Underneath all of this is a bet about where AI value will compound over the next decade. As general-purpose AI models hit the limits of the public text for new training data, the next leg of progress will increasingly come from vertical AI: domain-specific models trained on proprietary data, with the expertise to make sense of it. Life sciences is among the largest of those verticals.

High-quality multi-modal patient data will become as essential to drug development over the next decade as sequencing data was over the last one. AI labs need it to train their models. Drug developers need it to design better trials. Regulators are increasingly asking for it. The companies that supply that layer will sit at the center of how the field works, and that is the layer Verge has spent a decade building.

Drug developers can engage with CONVERGE today in whichever form fits their question. Some bring a specific translational problem (how their target behaves in human tissues, which patients to enroll, how to stratify a subtype) and we run CONVERGE against it. Some license drug targets we have already discovered in indications where they have downstream capabilities we do not need to build ourselves. Others license our data and AI models directly, or build new models with us. These are three doors into the same datasets, and every engagement adds to the underlying dataset. Over time, the data and AI layer itself becomes the primary product.

The vision

In the near term, we are working toward precision neuroscience: matching patients to drugs based on what is happening inside their brain, rather than what is visible at the surface. Smaller trials. Higher success rates. Drugs that work because they are given to the right people. This is the shift oncology made a generation ago, and it is overdue for the brain.

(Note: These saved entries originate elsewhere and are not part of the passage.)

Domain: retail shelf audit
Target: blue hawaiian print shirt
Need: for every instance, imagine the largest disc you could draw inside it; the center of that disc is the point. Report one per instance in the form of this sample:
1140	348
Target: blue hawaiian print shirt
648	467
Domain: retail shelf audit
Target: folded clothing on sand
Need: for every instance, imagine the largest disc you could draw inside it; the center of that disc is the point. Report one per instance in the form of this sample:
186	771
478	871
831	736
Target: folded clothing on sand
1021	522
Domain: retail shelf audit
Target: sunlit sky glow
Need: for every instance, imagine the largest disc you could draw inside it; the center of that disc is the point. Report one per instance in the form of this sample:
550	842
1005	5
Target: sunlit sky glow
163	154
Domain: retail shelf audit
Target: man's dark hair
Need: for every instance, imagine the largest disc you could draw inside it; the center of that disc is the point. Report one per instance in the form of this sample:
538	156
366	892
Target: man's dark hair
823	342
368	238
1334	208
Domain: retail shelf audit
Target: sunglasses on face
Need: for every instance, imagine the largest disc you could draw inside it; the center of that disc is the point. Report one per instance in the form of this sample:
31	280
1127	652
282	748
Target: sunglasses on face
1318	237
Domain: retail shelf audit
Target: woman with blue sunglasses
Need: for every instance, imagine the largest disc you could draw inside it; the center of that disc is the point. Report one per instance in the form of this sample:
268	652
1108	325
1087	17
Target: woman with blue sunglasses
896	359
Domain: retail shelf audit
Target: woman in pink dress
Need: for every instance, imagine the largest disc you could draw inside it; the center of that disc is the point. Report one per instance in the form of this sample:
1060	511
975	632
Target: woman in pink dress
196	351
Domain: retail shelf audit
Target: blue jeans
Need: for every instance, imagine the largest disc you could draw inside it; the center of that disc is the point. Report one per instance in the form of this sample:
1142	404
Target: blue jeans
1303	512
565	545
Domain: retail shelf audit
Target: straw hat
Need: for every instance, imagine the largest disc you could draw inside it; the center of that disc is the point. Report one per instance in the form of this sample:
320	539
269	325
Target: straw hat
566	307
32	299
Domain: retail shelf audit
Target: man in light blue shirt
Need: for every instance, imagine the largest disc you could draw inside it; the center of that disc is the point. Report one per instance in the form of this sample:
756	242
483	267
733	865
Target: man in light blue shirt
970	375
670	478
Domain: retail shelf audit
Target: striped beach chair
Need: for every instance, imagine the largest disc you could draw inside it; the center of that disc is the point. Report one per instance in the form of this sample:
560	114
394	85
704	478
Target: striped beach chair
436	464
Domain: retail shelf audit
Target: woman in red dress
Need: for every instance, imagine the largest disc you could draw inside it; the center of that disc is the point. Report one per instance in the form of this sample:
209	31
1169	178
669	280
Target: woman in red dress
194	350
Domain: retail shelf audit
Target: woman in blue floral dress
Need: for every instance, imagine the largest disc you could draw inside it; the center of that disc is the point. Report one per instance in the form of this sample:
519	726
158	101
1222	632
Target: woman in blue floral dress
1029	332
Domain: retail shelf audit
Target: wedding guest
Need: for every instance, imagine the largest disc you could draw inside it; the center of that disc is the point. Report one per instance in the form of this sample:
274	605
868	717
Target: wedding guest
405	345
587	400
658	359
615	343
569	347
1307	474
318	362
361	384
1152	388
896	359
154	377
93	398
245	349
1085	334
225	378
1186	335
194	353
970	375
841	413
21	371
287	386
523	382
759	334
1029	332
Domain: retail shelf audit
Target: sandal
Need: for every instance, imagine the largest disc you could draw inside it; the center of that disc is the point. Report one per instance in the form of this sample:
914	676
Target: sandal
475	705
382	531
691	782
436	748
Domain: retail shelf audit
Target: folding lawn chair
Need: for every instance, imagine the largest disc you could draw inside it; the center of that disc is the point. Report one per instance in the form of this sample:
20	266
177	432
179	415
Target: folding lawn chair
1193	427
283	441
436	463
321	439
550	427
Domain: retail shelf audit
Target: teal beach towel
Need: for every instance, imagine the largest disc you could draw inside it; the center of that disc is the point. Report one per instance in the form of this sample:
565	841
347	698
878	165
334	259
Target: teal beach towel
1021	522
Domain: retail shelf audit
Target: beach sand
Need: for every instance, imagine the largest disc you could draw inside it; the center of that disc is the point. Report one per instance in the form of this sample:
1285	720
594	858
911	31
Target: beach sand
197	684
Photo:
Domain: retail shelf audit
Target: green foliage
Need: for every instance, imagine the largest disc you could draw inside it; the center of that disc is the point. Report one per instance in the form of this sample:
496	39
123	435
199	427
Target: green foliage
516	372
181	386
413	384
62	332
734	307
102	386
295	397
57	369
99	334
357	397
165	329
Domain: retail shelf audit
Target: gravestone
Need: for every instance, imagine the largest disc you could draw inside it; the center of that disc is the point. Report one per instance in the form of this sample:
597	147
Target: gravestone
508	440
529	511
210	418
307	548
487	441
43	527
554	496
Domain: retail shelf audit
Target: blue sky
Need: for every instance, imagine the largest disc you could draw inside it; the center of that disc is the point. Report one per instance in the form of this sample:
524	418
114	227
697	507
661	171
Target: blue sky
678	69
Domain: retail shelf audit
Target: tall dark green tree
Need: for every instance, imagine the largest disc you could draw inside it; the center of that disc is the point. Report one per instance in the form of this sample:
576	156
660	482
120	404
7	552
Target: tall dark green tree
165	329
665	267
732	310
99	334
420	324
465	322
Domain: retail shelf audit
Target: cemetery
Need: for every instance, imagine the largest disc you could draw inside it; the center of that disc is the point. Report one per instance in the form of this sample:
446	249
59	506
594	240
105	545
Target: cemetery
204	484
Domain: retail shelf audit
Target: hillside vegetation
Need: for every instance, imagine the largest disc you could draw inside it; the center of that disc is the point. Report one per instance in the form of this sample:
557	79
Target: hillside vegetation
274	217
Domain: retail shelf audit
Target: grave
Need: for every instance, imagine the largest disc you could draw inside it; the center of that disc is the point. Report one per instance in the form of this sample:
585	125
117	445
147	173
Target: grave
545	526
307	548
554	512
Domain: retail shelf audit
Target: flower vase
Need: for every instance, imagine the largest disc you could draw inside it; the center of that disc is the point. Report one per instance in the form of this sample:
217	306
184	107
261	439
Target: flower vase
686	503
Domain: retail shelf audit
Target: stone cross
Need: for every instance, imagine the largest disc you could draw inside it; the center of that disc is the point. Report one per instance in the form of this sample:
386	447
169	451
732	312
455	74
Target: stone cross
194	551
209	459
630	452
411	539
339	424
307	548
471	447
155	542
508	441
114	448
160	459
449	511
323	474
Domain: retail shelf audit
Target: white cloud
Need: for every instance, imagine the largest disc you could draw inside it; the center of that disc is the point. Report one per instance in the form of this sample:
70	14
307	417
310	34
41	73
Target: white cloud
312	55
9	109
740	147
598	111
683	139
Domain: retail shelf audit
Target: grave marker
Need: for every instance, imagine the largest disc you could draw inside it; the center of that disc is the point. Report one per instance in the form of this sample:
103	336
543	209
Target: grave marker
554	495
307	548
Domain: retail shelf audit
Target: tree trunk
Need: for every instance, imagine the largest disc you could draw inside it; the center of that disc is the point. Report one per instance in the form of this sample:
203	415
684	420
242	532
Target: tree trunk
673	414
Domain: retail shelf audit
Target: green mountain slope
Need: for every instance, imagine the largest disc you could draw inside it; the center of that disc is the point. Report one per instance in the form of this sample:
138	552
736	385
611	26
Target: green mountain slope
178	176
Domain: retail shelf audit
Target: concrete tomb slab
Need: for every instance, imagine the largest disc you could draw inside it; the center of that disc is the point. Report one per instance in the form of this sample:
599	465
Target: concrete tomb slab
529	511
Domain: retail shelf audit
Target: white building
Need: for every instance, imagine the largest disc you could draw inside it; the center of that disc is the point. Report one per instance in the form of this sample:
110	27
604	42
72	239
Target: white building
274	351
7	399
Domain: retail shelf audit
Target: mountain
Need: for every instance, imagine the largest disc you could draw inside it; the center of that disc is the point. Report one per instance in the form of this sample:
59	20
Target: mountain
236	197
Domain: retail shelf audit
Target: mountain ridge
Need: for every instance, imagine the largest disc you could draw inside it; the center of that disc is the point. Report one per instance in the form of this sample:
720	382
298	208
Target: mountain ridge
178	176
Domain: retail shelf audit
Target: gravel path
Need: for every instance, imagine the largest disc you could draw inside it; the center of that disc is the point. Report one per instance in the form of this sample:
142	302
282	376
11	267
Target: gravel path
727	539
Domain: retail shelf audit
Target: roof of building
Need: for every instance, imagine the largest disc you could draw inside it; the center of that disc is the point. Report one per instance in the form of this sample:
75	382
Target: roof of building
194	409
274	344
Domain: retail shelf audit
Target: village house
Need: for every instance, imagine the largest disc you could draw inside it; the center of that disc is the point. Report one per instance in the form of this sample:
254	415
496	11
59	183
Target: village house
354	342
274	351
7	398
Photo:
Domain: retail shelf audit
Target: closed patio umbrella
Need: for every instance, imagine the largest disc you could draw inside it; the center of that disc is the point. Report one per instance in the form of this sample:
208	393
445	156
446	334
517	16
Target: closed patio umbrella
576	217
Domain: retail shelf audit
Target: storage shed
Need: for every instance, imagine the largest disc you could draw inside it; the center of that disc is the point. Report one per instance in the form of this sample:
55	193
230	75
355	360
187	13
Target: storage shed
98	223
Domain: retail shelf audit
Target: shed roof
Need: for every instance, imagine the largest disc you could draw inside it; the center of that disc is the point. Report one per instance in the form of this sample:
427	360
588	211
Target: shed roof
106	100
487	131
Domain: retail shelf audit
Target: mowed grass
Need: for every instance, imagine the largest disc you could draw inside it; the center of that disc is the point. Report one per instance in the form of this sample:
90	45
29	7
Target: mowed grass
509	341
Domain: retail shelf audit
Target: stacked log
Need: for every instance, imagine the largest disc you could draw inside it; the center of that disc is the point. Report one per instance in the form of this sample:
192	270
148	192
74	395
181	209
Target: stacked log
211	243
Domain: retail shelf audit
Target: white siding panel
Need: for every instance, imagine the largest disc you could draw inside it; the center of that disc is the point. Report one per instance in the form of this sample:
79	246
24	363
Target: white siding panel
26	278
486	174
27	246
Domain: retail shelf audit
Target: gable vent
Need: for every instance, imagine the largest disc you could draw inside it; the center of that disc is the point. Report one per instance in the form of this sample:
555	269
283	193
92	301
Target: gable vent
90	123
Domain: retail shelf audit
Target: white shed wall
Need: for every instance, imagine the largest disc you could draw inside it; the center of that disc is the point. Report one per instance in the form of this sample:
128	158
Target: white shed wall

The longer-term vision is more ambitious. Once we integrate longitudinal data, our foundation models will be able to predict patient trajectories. A virtual model of each patient, run forward in time, to see where the disease is heading and how different interventions would change that path.

Transformational platforms are not built overnight. They come from persisting after setbacks and iterating on hard-won lessons. We come into this moment with a decade’s worth of tissue data acquisition and neuroscience drug development experience, a proprietary human data atlas across more than 6,000 patients, and the experience of taking an AI-discovered drug all the way through a clinical trial in patients. Few AI-native biotechs have lived that arc. It is the foundation Verge Labs is built on.

The work itself has not changed. Read human biology directly, in patients and in disease tissue, and use what you learn to design better drugs. What has changed is the scope. Doing this for one drug at a time means we will only ever learn from what we built ourselves. Doing it across a field means hundreds of opportunities to build knowledge around what works. That scale is what Verge Labs is built for.